6.1.1.1 Binary Predictor

  • Suppose there is a single predictor, and it is categorical (0,1). How can one interpret the coefficient \(\beta_1\)?

  • Consider the odds ratio, the ratio of the odds when \(x = 1\) to the odds when \(x = 0\).

  • According to our model, \(\operatorname{logit}(\pi(x)) = exp(\beta_0 + \beta_1 x)\), so the log of the odds ratio is given by

\[ \begin{aligned} \log (O R) &=\log \left[\frac{\pi(1) /(1-\pi(1))}{\pi(0) /(1-\pi(0))}\right] \\ &=\log \left [\frac{\pi(1)}{1-\pi(1)} \right ]-\log \left [ \frac{\pi(0)} {1-\pi(0)} \right] \\ &=\operatorname{logit}(\pi(1))-\operatorname{logit}(\pi(0)) \\ &=\beta_{0}+\beta_{1} \times 1-\left(\beta_{0}+\beta_{1} \times 0\right) \\ &=\beta_{1} \end{aligned} \] Exponentiating both sides, we get

\[OR = \exp(\beta_1)\] - Suppose that X represents the presence or absence of a medical treatment, and \(\beta_1 = 2\). This means that the odds ratio is \(\exp(2) = 7.389\). If the event is survival, this implies that the odds of surviving are \(7.389\) times as high when the treatment is present than when it is not.

  • You can see why logistic regression is very popular in medical research, and why there is a tradition of working in the odds metric.

6.1.1.2 Continuous predictor

  • In our coronary heart disease data set, the predictor is continuous. Interpreting model coefficients when a predictor is continuous is more difficult.

  • Recalling the form of the fitted function for \(\pi(x)\), we see that it does not have a constant slope.

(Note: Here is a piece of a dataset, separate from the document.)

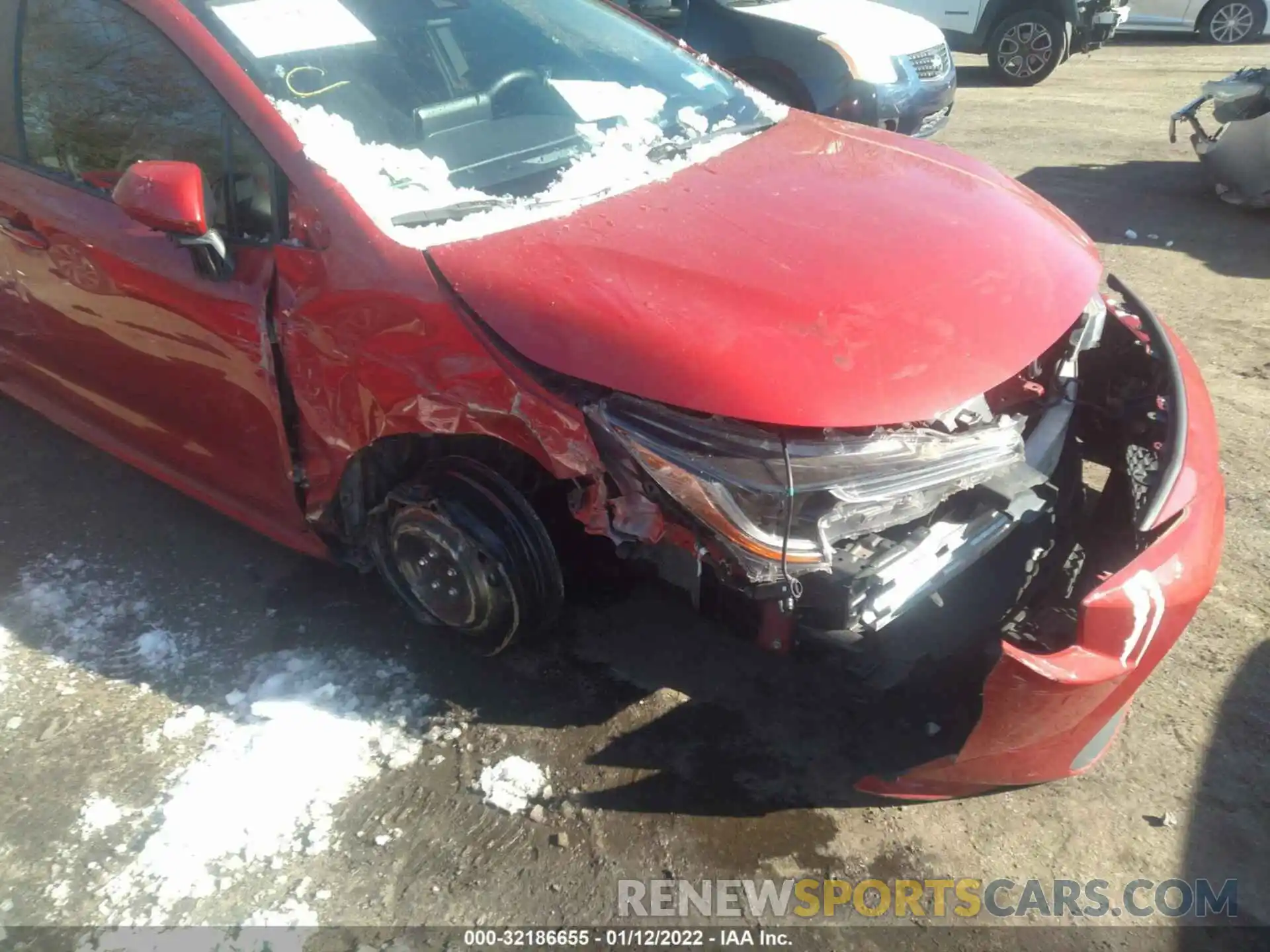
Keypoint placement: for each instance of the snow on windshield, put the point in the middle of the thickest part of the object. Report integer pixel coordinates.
(388, 180)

  • By taking derivatives, we compute the slope as \(\beta_1 \pi(x)(1 − \pi(x)).\) Hence, the steepest slope is at \(\pi(x) = 1/2\), at which \(x = −\beta_0/\beta_1\), and the actual slope is \(β_1/4\).

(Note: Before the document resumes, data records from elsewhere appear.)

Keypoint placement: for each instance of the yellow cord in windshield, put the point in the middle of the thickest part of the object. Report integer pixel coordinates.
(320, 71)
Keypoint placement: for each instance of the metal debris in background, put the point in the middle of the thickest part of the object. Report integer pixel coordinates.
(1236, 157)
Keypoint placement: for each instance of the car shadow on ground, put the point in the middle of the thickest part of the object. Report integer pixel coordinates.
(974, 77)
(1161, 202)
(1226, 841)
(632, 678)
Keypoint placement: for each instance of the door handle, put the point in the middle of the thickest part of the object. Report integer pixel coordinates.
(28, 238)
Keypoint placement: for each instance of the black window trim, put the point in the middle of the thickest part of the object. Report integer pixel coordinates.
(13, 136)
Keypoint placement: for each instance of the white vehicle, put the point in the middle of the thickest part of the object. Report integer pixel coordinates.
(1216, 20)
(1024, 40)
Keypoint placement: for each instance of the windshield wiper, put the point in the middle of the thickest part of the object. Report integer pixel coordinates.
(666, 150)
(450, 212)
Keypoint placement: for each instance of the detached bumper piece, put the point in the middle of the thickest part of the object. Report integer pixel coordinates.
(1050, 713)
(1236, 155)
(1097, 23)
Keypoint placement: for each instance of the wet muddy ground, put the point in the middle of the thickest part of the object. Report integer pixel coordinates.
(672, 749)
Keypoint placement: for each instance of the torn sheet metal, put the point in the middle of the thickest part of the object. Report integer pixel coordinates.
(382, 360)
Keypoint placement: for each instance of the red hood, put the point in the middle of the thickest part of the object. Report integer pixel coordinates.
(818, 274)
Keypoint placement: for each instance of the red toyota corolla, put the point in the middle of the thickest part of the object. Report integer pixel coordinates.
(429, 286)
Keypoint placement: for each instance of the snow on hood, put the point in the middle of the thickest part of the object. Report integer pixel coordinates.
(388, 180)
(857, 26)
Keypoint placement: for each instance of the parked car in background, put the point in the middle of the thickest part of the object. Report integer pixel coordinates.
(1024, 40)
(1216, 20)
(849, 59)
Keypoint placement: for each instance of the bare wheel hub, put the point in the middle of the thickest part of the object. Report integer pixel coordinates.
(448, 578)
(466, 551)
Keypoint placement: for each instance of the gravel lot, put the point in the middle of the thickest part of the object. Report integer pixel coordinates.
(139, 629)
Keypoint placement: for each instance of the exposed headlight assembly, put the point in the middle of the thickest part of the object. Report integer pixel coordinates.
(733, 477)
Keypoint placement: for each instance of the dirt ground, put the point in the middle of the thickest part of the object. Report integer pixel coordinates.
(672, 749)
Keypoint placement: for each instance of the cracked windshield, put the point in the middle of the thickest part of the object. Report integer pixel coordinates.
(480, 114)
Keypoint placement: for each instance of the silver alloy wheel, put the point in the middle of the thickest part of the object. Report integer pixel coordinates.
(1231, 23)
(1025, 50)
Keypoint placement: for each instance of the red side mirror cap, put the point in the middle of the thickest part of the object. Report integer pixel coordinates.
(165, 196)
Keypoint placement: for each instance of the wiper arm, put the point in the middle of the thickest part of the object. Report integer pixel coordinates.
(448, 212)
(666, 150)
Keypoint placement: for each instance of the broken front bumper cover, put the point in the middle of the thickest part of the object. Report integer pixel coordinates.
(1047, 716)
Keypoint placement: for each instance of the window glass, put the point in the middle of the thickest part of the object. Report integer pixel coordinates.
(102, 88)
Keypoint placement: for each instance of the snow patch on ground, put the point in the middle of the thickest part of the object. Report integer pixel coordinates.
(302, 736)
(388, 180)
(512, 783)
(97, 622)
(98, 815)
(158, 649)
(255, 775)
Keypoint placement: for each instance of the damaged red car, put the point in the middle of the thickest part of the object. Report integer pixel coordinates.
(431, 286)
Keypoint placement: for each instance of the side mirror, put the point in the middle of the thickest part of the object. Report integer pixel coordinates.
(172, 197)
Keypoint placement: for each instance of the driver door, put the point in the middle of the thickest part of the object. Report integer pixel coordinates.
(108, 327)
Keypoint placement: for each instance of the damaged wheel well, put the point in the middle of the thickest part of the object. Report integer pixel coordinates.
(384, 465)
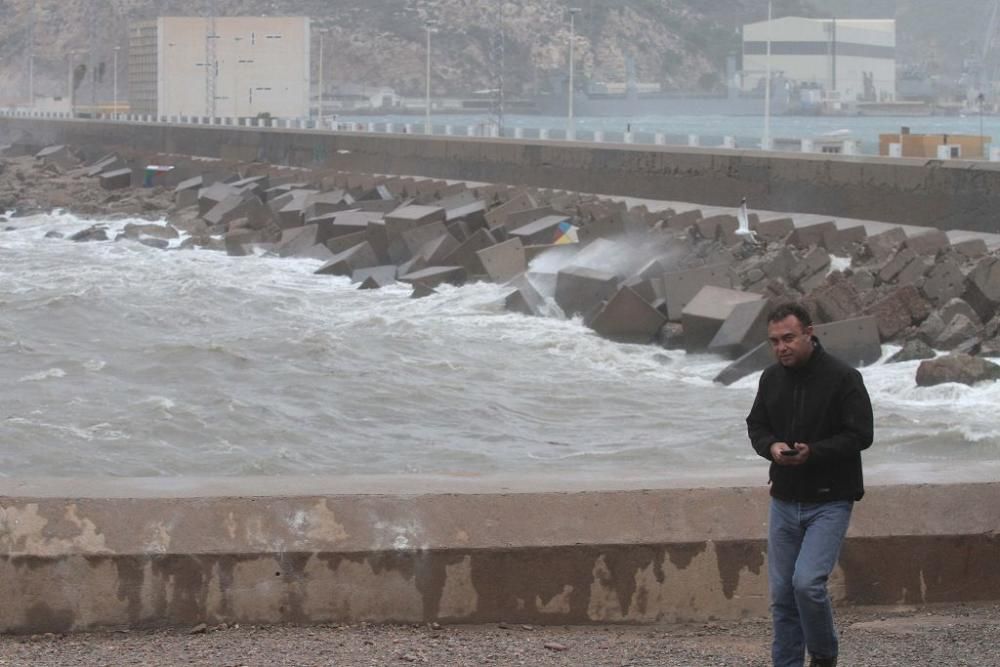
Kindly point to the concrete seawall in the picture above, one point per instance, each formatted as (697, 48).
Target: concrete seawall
(80, 555)
(943, 194)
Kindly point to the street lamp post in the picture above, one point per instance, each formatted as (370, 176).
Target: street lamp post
(114, 79)
(570, 130)
(766, 139)
(427, 98)
(319, 101)
(70, 82)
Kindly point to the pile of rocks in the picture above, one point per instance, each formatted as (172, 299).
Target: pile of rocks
(634, 275)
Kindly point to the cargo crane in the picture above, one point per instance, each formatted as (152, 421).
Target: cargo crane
(989, 64)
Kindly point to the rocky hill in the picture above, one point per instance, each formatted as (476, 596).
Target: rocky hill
(681, 44)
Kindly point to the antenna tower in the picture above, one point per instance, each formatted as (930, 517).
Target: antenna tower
(211, 63)
(498, 47)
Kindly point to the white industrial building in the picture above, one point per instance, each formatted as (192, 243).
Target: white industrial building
(238, 67)
(851, 60)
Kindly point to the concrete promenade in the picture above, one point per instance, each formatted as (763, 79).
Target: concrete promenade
(951, 194)
(77, 555)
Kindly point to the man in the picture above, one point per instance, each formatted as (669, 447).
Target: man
(811, 419)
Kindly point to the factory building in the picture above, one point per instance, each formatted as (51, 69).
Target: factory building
(849, 60)
(237, 67)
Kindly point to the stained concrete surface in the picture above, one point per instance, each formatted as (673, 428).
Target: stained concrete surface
(74, 559)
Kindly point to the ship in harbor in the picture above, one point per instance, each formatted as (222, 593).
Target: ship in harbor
(638, 99)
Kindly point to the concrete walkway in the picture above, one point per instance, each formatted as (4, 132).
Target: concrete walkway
(953, 635)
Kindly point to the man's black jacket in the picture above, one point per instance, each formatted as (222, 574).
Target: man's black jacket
(825, 405)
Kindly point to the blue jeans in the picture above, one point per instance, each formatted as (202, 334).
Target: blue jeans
(803, 544)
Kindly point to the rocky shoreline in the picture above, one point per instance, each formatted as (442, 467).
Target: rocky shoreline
(682, 280)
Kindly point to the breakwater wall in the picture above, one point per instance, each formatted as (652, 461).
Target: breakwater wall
(76, 555)
(951, 194)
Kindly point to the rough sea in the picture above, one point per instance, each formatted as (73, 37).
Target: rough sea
(123, 360)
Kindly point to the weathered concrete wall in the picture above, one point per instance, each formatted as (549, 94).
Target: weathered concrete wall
(947, 195)
(70, 561)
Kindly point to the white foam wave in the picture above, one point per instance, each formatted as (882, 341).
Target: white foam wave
(43, 375)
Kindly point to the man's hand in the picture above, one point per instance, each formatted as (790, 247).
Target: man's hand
(801, 453)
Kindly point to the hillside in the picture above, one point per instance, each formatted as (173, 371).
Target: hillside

  • A note: in toxicology, this is called \(LD50\), because it is the dose at which the probability of death is \(1/2\).

  • So a rough rule of thumb is that when \(X\) is near the middle of its range, a unit change in \(X\) results in a change of \(\beta_1/4\) units in \(\pi(x)\).

  • In the CHD example, the estimated value of \(\beta_1\) is \(0.1069\), and the estimated value of \(\beta_0 is −5.1263\). This suggests that, around the age of \(45\), an increase of 1 year in AGE corresponds roughly to an increase of \(0.0267\) in the probability of coronary heart disease.

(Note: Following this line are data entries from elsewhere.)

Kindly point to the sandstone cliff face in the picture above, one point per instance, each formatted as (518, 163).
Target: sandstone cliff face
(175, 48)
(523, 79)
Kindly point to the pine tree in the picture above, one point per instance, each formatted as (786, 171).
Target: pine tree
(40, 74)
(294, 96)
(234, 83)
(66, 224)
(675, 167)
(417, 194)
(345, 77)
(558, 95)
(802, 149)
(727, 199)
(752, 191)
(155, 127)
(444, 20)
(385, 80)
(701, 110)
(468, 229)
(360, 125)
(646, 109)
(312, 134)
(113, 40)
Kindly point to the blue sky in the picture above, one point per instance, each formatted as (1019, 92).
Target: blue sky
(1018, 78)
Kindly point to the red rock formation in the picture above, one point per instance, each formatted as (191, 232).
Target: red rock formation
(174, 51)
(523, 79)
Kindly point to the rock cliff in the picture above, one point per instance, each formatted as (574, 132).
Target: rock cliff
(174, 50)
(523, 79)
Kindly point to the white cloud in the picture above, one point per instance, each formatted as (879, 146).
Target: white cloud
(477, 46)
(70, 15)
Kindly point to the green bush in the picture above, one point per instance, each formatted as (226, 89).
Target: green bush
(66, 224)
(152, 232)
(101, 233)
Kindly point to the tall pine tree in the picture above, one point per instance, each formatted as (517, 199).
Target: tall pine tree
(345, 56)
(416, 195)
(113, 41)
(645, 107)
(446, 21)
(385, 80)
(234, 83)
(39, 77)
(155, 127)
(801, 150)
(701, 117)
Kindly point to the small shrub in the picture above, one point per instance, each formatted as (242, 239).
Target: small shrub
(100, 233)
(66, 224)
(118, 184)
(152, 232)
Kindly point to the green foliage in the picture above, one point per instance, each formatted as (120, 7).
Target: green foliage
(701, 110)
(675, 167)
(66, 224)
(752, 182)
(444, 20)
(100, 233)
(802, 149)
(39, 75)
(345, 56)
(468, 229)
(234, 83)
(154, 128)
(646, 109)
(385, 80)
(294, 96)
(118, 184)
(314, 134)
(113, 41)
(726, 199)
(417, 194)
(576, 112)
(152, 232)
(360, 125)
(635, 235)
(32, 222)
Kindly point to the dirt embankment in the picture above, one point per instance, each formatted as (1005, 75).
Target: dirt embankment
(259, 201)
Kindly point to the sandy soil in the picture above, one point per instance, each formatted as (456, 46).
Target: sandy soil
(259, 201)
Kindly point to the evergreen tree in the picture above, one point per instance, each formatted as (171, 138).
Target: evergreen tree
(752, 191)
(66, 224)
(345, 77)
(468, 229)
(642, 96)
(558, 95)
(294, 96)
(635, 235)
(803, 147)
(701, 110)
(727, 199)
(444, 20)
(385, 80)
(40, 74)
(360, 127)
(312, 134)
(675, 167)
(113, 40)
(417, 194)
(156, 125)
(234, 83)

  • We will see that in the linear zone near the center of the plot, the rule of thumb works quite well. The rule implies that for every increase of 4 units in \(AGE\), there will be roughly a \(\beta_1\) increase in the probability of coronary heart disease.


x
45 0.4211628
46 0.4484140
47 0.4759786
48 0.5036903
49 0.5313794
50 0.5588765


Differences with Linear Regression

  • The method use is MLE (maximum likeñlihoo estimation) not MCO.

  • Parameters interpretation is different!.